The institution’s Code of Conduct includes a ban against each of the following:
• Employees shall not enter into revenue-sharing arrangements with any lender, including Title IV or private education loan lenders;
• Employees shall not accept gifts from a lender, guaranty agency, or loan servicer;
• Employees shall not accept any fee, payment, or other financial benefit (including the opportunity to purchase stock) as compensation for consulting or other contractual arrangement to provide education loan related services;
• Employees shall not steer a first-time borrower’s loan to a particular lender through packaging or any other method (for example, the school’s website or publications);
• Employees shall not refuse or delay certification of any loan based on a borrower’s lender selection;
• Employees shall not request or accept from any lender offers of funds for making private education loans (including opportunity pool loans) in exchange for providing concessions or promises for providing a specific number or volume of private loans, or for private loan preferred arrangements;
• Employees shall not accept call center or financial aid office staffing assistance from any lender, except under certain limited circumstances specified in statute and regulation; and
• Employees shall not accept compensation for service on advisory boards, commissions, or groups established by a lender or guarantor (or a group of lenders or guarantors), except for reimbursement of reasonable expenses incurred for such service.
*Employees encompas financial aid office or other school employees with financial aid or
education loan-related responsibilities.
The University shall enforce the above Code of Conduct by anually informing employees of the provisions listed.
In addition to the Student Loan Code of Conduct listed above, additional disclosures pertain to private education loans. See below for additional disclosures.
Students seeking private/alternative loan options can explore a list of frequently used lenders here.
- Students looking to borrow private education loans may also qualify for loans and other financial assistance under the Title IV (Federal Financial Aid) programs. Terms of Title IV loans may be more favorable than those of private education loans. Click here to learn more about Title IV funding, including Title IV loans. To learn how to apply, visit stockton.edu/fafsa.

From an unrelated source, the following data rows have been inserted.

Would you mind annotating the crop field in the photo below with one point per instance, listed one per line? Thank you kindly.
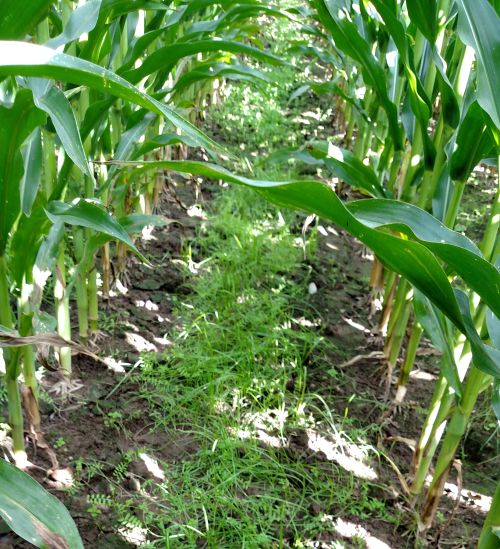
(250, 274)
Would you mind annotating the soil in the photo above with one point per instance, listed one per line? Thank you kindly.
(145, 313)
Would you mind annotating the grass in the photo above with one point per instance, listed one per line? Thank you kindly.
(234, 384)
(254, 457)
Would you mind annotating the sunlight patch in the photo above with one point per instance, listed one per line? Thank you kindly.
(134, 535)
(140, 343)
(468, 497)
(152, 466)
(349, 456)
(350, 530)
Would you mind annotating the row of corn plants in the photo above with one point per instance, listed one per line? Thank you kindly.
(418, 82)
(123, 85)
(82, 83)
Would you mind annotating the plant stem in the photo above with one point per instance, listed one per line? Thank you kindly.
(454, 433)
(488, 539)
(62, 311)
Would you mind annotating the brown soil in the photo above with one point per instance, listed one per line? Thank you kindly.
(144, 315)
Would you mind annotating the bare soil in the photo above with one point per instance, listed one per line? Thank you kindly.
(341, 271)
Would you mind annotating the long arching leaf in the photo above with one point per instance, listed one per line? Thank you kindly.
(23, 59)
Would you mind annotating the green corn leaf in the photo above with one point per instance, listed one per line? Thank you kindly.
(420, 103)
(411, 259)
(27, 239)
(478, 27)
(166, 58)
(81, 20)
(424, 14)
(84, 213)
(474, 142)
(17, 123)
(348, 39)
(453, 248)
(52, 100)
(209, 71)
(485, 358)
(340, 162)
(33, 513)
(495, 403)
(437, 329)
(18, 20)
(30, 182)
(23, 59)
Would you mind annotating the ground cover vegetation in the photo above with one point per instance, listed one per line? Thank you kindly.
(192, 361)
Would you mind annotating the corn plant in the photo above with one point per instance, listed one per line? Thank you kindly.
(108, 80)
(95, 79)
(412, 169)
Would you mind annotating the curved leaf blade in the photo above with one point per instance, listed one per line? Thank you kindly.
(24, 59)
(33, 513)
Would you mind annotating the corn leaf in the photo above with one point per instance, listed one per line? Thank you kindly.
(17, 124)
(165, 58)
(33, 513)
(52, 100)
(81, 20)
(32, 153)
(437, 329)
(23, 59)
(84, 213)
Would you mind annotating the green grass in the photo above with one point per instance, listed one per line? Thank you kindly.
(235, 383)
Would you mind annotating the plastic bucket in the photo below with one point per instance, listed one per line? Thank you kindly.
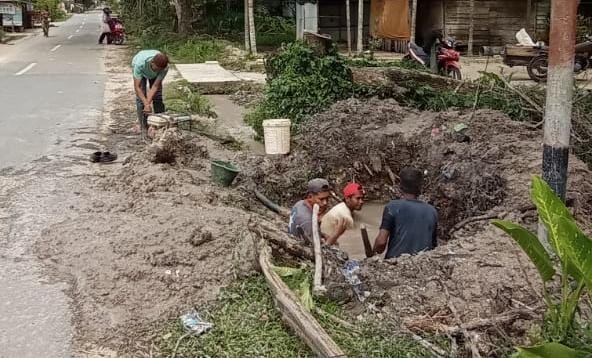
(276, 134)
(223, 173)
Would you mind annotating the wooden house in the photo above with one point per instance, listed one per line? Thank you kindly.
(395, 22)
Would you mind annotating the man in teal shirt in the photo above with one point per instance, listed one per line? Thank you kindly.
(149, 68)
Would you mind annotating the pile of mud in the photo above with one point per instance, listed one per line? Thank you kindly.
(148, 242)
(468, 174)
(477, 273)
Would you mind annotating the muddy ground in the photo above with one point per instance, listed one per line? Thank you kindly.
(145, 242)
(480, 173)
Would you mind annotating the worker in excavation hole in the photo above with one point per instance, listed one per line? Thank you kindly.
(318, 192)
(340, 218)
(408, 224)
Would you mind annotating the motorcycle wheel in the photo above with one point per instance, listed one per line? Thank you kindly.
(454, 73)
(537, 68)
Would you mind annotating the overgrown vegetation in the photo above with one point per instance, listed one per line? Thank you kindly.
(182, 97)
(246, 324)
(301, 83)
(566, 321)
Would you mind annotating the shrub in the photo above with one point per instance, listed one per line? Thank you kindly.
(301, 83)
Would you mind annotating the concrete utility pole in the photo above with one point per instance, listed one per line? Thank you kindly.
(360, 47)
(348, 25)
(558, 107)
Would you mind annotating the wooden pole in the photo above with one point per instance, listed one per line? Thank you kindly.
(294, 314)
(413, 19)
(247, 32)
(558, 108)
(252, 35)
(471, 26)
(348, 25)
(316, 237)
(360, 46)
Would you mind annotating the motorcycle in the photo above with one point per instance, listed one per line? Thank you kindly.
(539, 65)
(446, 55)
(117, 34)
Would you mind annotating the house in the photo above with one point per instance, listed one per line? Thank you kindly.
(495, 22)
(15, 14)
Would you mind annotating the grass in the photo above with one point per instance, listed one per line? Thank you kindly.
(182, 97)
(246, 324)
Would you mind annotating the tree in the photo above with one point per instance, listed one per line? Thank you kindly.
(184, 16)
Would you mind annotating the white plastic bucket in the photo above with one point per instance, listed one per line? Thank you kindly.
(276, 134)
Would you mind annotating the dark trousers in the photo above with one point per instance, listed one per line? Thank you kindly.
(157, 102)
(103, 35)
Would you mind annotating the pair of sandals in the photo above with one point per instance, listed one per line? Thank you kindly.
(103, 157)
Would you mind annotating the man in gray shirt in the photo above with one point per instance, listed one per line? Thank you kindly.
(408, 225)
(318, 192)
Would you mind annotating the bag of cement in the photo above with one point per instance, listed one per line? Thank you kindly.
(524, 39)
(194, 324)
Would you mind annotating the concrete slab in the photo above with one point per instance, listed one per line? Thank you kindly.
(206, 73)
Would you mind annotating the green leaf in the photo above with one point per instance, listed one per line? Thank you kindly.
(549, 206)
(579, 248)
(550, 350)
(531, 245)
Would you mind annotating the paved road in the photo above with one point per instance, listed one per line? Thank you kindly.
(50, 88)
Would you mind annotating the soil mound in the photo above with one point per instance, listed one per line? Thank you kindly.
(477, 275)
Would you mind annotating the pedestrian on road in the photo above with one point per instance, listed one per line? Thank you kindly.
(149, 68)
(408, 224)
(45, 24)
(106, 26)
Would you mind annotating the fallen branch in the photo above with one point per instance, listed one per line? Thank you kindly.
(293, 313)
(462, 224)
(523, 96)
(281, 239)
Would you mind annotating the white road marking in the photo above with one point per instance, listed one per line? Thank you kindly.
(24, 70)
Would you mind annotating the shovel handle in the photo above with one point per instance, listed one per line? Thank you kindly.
(366, 240)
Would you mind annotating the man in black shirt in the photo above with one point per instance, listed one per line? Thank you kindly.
(408, 224)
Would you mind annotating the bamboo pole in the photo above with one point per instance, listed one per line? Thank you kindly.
(360, 46)
(252, 35)
(247, 32)
(348, 25)
(471, 26)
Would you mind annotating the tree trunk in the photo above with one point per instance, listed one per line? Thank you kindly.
(348, 25)
(252, 35)
(360, 47)
(247, 33)
(184, 16)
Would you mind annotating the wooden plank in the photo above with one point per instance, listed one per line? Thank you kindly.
(293, 313)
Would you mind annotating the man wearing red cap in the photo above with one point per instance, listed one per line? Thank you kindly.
(340, 217)
(149, 68)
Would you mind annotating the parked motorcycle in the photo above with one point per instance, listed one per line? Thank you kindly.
(539, 65)
(117, 35)
(446, 55)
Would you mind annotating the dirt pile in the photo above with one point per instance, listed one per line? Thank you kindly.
(486, 165)
(472, 175)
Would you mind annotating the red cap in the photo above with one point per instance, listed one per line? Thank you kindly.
(352, 189)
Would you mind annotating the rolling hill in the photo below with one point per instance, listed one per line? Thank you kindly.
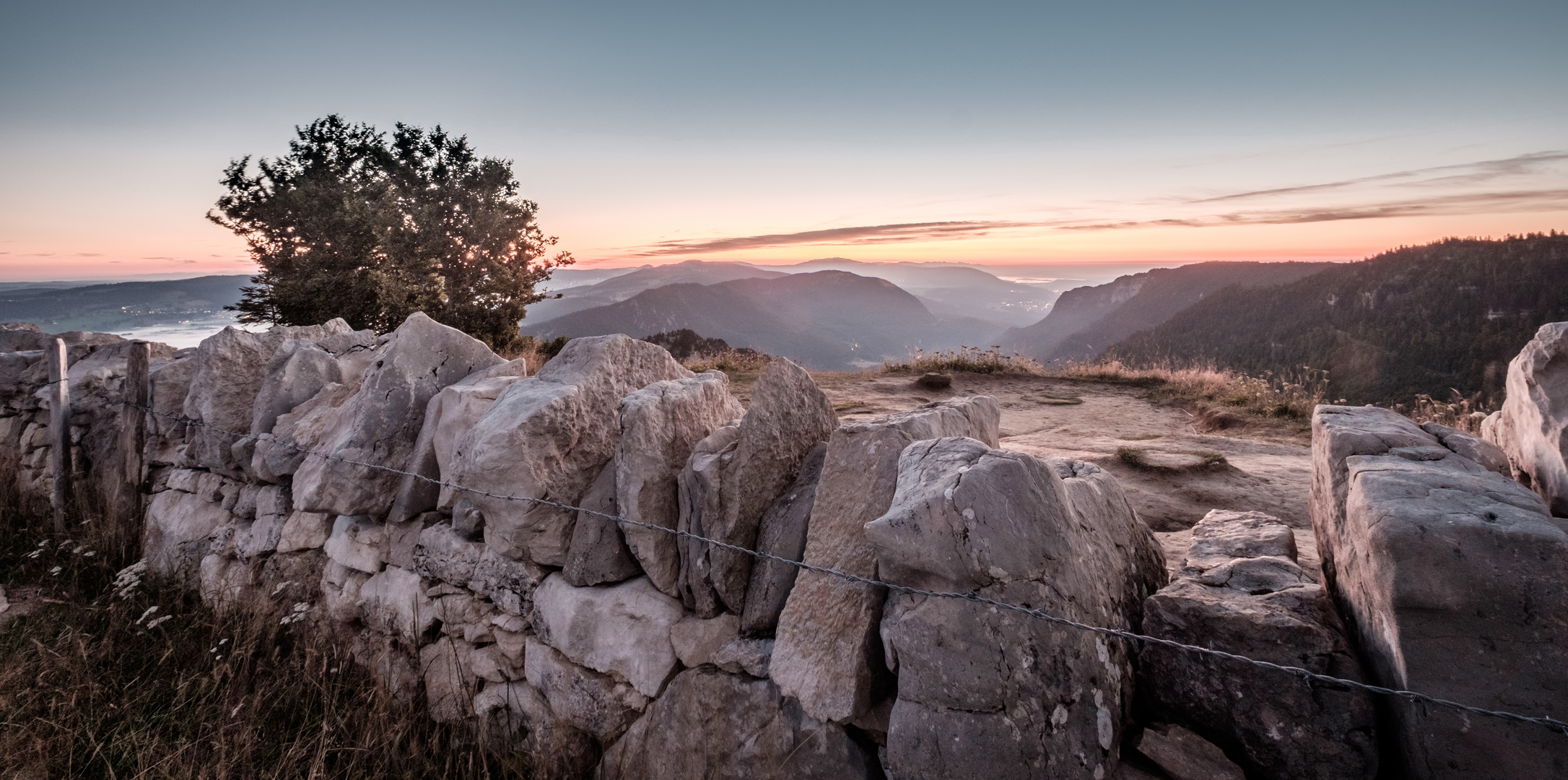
(1086, 321)
(1414, 321)
(824, 319)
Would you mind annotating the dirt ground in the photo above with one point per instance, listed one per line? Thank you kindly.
(1180, 482)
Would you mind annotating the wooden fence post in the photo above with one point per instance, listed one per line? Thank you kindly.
(134, 429)
(58, 430)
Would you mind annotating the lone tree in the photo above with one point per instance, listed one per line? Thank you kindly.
(349, 225)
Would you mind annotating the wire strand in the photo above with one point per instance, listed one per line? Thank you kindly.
(1307, 675)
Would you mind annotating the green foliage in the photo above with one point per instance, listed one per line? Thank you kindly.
(1418, 321)
(352, 225)
(686, 342)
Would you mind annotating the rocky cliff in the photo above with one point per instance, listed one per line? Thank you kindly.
(559, 559)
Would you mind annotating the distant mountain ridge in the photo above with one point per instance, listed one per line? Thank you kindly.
(120, 306)
(825, 319)
(1086, 321)
(1411, 321)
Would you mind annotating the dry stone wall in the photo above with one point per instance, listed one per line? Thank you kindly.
(604, 649)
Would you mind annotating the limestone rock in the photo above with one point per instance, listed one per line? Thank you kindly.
(228, 376)
(305, 531)
(357, 543)
(228, 584)
(783, 534)
(1533, 429)
(175, 539)
(341, 591)
(449, 415)
(394, 603)
(171, 382)
(715, 726)
(827, 651)
(445, 556)
(745, 655)
(1186, 755)
(697, 639)
(1437, 567)
(1473, 448)
(381, 422)
(518, 718)
(1010, 528)
(582, 697)
(661, 424)
(701, 496)
(622, 630)
(294, 376)
(449, 686)
(548, 436)
(598, 551)
(1242, 592)
(788, 416)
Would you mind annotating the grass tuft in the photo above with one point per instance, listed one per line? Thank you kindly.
(154, 685)
(972, 360)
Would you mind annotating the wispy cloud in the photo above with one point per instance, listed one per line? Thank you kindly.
(1454, 175)
(840, 236)
(1443, 206)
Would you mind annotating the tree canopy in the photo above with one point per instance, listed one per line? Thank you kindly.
(353, 225)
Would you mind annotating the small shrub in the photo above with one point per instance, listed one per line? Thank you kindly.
(689, 344)
(1133, 457)
(733, 361)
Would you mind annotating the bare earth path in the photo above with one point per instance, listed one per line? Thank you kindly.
(1090, 421)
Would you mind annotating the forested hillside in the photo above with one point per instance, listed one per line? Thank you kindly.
(1419, 319)
(1087, 321)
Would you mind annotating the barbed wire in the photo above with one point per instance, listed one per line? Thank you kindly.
(1307, 675)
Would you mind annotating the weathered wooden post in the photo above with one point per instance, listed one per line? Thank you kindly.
(134, 430)
(58, 430)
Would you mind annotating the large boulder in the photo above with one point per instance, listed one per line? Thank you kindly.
(582, 697)
(516, 718)
(620, 630)
(1241, 591)
(449, 415)
(1533, 425)
(548, 437)
(1445, 573)
(715, 726)
(230, 370)
(1051, 536)
(598, 551)
(661, 424)
(783, 534)
(175, 539)
(828, 654)
(788, 416)
(380, 424)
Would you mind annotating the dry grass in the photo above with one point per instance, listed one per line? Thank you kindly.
(1460, 412)
(971, 360)
(95, 685)
(730, 361)
(1219, 399)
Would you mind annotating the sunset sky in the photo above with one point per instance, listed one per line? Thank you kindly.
(777, 132)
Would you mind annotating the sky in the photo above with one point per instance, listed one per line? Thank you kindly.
(1007, 134)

The lenders and loan options presented include lenders who made a loan at the school
within three academic years.
The University does not participate in any perferred lender arrangements. You are free to choose any lender, including those not presented. If you choose a lender that is not presented, please contact the Office of Financial Aid. Application processing will not be delayed unnecessarily if you choose a lender not presented.
Our officials are prohibited from accepting any financial or other benefits in exchange for displaying lenders and loan options in FASTChoice. Prohibited activities include: receiving compensation to serve on any lender board of directors or advisory boards; accepting gifts including trips, meals, and entertainment; allowing lenders to staff our institution's financial aid office; allowing lenders to place our institution's name or logo on any of their products; and owning of lenders' stock (for college officials who make financial decisions for our institution).
As part of the Truth in Lending Act (TILA), private lenders are required to obtain a completed and signed Private Loan Self-Certification form from each student in attendance at an institution of higher education who borrows an education loan. At the request of an enrolled or admitted student applicant for a private educational loan (or to the parent loan applicant of an enrolled or admitted student), an institution must provide the Self-Certification form to the applicant with the information requested in Section 2 of the form, to the extent that the institution possesses the information.